This is why iPad should have NFC too, so it can accept ApplePay!
Genuinely curious, how would the transaction flow be if Square implemented Apple Pay? Does that mean if I buy a bowl of ice cream, I pay $10.00 with my phone. 2.75% (or 15cents) goes to Square, and then of that 2.75%, 0.15% of it goes to Apple?
Or would it mean that the retailer pays both of them initially, so they are being charged 2.90%?
Or would it be a deal worked out with the first example, such that Square says “you can offer your customers apple pay with new Plan X, and pay just 2.90% per transaction”, and Square is the only one that pays Apple, but they keep their same margins?
If anyone knows how this works, that’d be great! Thanks.
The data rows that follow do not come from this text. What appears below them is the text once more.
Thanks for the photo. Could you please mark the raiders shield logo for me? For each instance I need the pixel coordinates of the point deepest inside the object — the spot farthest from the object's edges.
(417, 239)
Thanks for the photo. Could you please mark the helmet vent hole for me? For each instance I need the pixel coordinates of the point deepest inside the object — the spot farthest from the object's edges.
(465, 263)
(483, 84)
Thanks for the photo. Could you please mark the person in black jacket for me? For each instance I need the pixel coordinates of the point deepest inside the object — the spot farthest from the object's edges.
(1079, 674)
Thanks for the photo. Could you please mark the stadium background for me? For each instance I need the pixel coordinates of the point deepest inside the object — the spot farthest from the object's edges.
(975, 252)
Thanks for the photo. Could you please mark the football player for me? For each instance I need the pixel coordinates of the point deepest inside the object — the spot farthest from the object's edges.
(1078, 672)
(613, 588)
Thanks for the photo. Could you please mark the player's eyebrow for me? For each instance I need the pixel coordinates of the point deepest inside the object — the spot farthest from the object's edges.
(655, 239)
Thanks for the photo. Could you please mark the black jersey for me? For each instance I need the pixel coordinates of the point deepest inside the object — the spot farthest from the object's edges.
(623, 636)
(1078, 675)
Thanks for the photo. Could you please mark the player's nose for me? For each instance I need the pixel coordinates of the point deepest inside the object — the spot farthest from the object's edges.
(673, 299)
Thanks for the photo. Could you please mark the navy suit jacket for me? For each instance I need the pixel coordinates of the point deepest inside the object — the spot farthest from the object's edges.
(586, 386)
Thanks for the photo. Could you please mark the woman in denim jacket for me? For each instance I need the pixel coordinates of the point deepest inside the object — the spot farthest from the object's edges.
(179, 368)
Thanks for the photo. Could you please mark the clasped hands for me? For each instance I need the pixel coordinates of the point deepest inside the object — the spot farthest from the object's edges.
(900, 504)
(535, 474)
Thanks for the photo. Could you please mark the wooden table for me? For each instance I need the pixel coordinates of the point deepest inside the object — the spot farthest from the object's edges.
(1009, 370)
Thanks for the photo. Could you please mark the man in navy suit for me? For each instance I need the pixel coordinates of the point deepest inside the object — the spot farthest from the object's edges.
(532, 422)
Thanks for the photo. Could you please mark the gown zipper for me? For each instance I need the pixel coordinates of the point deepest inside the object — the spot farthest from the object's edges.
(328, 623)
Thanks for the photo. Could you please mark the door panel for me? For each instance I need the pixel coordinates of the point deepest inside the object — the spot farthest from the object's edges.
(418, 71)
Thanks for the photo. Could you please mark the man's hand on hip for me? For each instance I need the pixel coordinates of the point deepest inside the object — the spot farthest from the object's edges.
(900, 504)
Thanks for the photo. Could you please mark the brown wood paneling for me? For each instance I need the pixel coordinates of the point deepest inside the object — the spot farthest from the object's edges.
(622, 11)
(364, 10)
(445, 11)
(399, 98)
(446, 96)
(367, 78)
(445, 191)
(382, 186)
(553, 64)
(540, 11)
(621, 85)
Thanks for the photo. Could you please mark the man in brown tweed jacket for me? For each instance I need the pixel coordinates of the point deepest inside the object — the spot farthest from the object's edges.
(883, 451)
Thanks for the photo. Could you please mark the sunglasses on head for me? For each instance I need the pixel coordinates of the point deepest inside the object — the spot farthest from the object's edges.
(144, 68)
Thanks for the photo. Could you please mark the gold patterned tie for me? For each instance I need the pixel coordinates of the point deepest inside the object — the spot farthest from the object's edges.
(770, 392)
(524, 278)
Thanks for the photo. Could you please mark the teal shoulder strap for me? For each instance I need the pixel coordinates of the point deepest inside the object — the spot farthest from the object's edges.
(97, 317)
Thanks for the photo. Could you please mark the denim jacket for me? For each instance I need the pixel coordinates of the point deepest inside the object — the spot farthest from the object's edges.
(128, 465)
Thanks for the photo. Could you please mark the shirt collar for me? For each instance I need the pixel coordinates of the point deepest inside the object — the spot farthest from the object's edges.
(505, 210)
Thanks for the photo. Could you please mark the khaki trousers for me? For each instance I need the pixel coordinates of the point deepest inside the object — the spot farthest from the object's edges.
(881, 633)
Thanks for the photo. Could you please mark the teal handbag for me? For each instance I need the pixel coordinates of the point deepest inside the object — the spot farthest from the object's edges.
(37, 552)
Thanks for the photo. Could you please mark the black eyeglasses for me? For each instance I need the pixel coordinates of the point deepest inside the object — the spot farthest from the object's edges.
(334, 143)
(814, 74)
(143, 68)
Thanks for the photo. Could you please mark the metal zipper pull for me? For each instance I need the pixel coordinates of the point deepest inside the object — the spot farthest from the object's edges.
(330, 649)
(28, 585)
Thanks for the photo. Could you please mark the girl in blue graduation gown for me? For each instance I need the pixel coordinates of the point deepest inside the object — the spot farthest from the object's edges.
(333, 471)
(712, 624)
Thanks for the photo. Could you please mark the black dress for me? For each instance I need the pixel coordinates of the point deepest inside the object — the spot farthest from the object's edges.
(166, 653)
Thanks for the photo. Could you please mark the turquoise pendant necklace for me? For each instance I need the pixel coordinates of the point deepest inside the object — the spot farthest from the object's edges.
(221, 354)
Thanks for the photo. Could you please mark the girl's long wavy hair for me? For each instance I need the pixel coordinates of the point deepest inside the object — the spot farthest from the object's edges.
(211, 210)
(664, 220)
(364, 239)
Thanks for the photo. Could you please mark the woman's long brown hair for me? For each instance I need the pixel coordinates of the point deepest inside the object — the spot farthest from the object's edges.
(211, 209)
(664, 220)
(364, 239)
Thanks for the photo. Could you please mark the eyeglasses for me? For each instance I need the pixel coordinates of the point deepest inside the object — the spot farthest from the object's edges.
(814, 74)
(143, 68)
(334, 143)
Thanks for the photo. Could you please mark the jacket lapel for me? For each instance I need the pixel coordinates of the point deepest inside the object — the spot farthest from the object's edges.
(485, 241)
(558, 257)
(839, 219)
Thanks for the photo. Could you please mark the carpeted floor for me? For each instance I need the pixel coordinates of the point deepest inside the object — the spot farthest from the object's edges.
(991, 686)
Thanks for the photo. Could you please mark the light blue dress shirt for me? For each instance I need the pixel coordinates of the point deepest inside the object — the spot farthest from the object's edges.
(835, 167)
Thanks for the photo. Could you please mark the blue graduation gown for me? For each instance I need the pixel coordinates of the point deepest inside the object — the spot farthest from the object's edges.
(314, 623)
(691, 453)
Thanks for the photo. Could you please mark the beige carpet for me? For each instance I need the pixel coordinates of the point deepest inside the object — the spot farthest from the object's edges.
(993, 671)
Square has no deal with Apple so it doesn’t work. It’s moot until they come to an agreement.
However, the agreement with VISA, MC, AMEX and BANKS, is that Apple’s slice comes out of their larger slice, not the store’s.
Merchant pays 2.75% to Square
Square pays most of that to Credit Card Issuer
Credit Card Issuer pays that 0.15% to Apple
“CHIP + PIN” – you don’t sign when you use chip authentication. At least not in any developed country.
In Europe, it’s chip-and-PIN; in the USA, it will be chip-and-signature. Seems a bizarre decision to me, but that’s the one that’s been made’
Government issued cards must be chip & pin in the US starting in Janaury. Hopefully it will spur more financial companies to do chip & pin instead of chip and signature.
Right, so we are not a developed country. Since Chip + PIN has been inEurope for a dozen years and we are now getting Chip + Signature perhaps by 2026 we may get Chip + PIN.
How does a squiggly line authenticate anything?